Saturday 15 August 2020

Gone but not Forgotten - a Personal Tribute on VJ-Day plus 75

 "We were dragged out by the hair to go to work, beaten with bamboo poles and mocked at.  We toiled, half-naked in the cold, unfriendly rain of Upper Thailand.  We had no time to wash and if we did it meant Cholera.  By day we never saw our bed spaces (on long platforms of those bleak hundred metre huts). Our comrades died, we could not honour them even at the graveside because we were still working.  The spirit of the jungle hovered over this Valley of the Shadow of Death ... and we lay and starved, suffered, hoped and prayed."

The above is an extract from "A Japanese Holiday", broadcast to London from the Far East on 12th September, 1945 by Padre John Noel Duckworth (1912-1980), chaplain to 2nd Bn. Cambridgeshire Regiment. 

NMA - Terry Waite chats to veterans beside
the track - opening of FEPOW memorial
15th August 2005
The phrase that I have emboldened appears on a plaque beside a stretch of track preserved at the National Memorial Arboretum 'in memory of those who worked on the Burma/Siam railway and those who sacrificed their lives in its construction.'  

The suffering those men went through is unimaginable; only those who were there could truly know what it was like.

Duckworth's essay had already stated, "The lowest daily death rate came down to 17 only as late as September 1943, when the weather improved and things began to get a little better."  For me, that improvement came too late.  My uncle, Charles William James Sturgeon, died of malaria on 21st August and lays in Thanbyuzayat War Cemetery.  A painter and decorator by trade, he had enlisted some three-and-a-half years earlier in the Royal Norfolk Regiment and was one of the 80,000 or so British, Indian and Australian troops who became prisoners of war at the fall of Singapore on 15th February 1942.  This was the greatest ever surrender of British-led forces and was described by Churchill as "the worst disaster in British military history".
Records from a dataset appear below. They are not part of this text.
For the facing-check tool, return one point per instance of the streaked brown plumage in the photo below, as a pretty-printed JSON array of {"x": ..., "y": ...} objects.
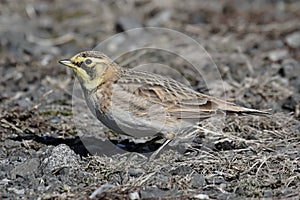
[{"x": 140, "y": 104}]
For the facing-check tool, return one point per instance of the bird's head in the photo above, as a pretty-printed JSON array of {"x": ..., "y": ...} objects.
[{"x": 91, "y": 68}]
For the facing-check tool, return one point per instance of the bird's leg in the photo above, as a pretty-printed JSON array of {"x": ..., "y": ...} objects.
[{"x": 169, "y": 137}]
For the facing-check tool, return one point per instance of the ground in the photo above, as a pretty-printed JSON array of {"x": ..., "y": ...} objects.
[{"x": 255, "y": 46}]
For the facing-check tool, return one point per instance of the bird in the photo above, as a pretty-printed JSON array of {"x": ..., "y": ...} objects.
[{"x": 140, "y": 104}]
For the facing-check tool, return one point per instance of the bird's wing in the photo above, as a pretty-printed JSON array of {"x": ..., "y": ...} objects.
[{"x": 177, "y": 99}]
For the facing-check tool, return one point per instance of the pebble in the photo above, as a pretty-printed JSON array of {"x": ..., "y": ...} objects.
[
  {"x": 293, "y": 40},
  {"x": 277, "y": 55}
]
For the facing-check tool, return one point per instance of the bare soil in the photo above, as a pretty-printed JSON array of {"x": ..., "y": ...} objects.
[{"x": 256, "y": 47}]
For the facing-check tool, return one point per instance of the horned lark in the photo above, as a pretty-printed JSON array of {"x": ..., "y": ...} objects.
[{"x": 141, "y": 104}]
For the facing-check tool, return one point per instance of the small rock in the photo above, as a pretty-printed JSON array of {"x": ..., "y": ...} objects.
[
  {"x": 290, "y": 68},
  {"x": 181, "y": 170},
  {"x": 201, "y": 196},
  {"x": 198, "y": 181},
  {"x": 135, "y": 172},
  {"x": 61, "y": 157},
  {"x": 267, "y": 193},
  {"x": 11, "y": 144},
  {"x": 17, "y": 191},
  {"x": 277, "y": 55},
  {"x": 100, "y": 190},
  {"x": 152, "y": 193},
  {"x": 134, "y": 196},
  {"x": 27, "y": 168},
  {"x": 293, "y": 40},
  {"x": 216, "y": 180},
  {"x": 127, "y": 23},
  {"x": 160, "y": 18}
]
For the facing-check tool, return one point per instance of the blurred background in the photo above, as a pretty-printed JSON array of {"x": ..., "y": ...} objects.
[{"x": 254, "y": 43}]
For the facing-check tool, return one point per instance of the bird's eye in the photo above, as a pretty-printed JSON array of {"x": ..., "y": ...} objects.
[{"x": 88, "y": 61}]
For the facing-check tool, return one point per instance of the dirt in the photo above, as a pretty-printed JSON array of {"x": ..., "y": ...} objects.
[{"x": 52, "y": 148}]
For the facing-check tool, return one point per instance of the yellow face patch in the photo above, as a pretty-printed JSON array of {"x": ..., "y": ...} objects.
[{"x": 77, "y": 59}]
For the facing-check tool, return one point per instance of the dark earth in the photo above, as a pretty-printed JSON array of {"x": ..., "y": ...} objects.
[{"x": 254, "y": 44}]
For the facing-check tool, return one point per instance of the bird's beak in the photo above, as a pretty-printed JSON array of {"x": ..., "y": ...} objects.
[{"x": 67, "y": 62}]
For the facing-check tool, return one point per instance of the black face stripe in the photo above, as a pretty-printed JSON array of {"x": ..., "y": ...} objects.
[{"x": 88, "y": 61}]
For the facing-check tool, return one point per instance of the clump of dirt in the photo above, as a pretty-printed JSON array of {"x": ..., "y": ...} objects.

Charlie and his sisters on the beach at
Great Yarmouth - embarkation leave,
September or October 1941
Charles - always known as Charlie - became a prisoner of war just two days after his 24th birthday.  He was the third child and only son of my grandparents and, while all three siblings were very close, I sense that there was a special bond between him and my mother who were born little more than a year apart.

Whether by accident or design, it was on the fifth anniversary of his death that my parents were married.  As I grew up, a similarity was noticed between early pictures of me and those that my mother had preserved of her brother.  I have no doubt that this resemblance meant that looking at me regularly renewed and intensified her grief at his loss.  I cannot remember a time when I wasn't aware of Charlie and the fact that he had died in the war.  Even in death, he was just as much part of the family as my father's many siblings, all of whom were still alive.

Later in life, I knew as a colleague a man who had survived the war in the Far East.  I had first met him on Remembrance Day, and recognised that the medals he was wearing included the Pacific Star.  Like me, he was a lay minister in the church; while he never spoke of his wartime experiences, it was noticeable that, if he introduced a 'time of silent prayer', Arthur would spend most of it gently listing the topics that should be prayed for in what, when it came, was a very short period of actual silence.  Rightly or wrongly, I understood this to indicate his great reluctance to entertain silence and believed this to be a product of those dark days forty-odd years earlier.

On this anniversary it is good to spare a thought for all whose lives have been affected, directly or indirectly, by the war that ended seventy-five years ago today.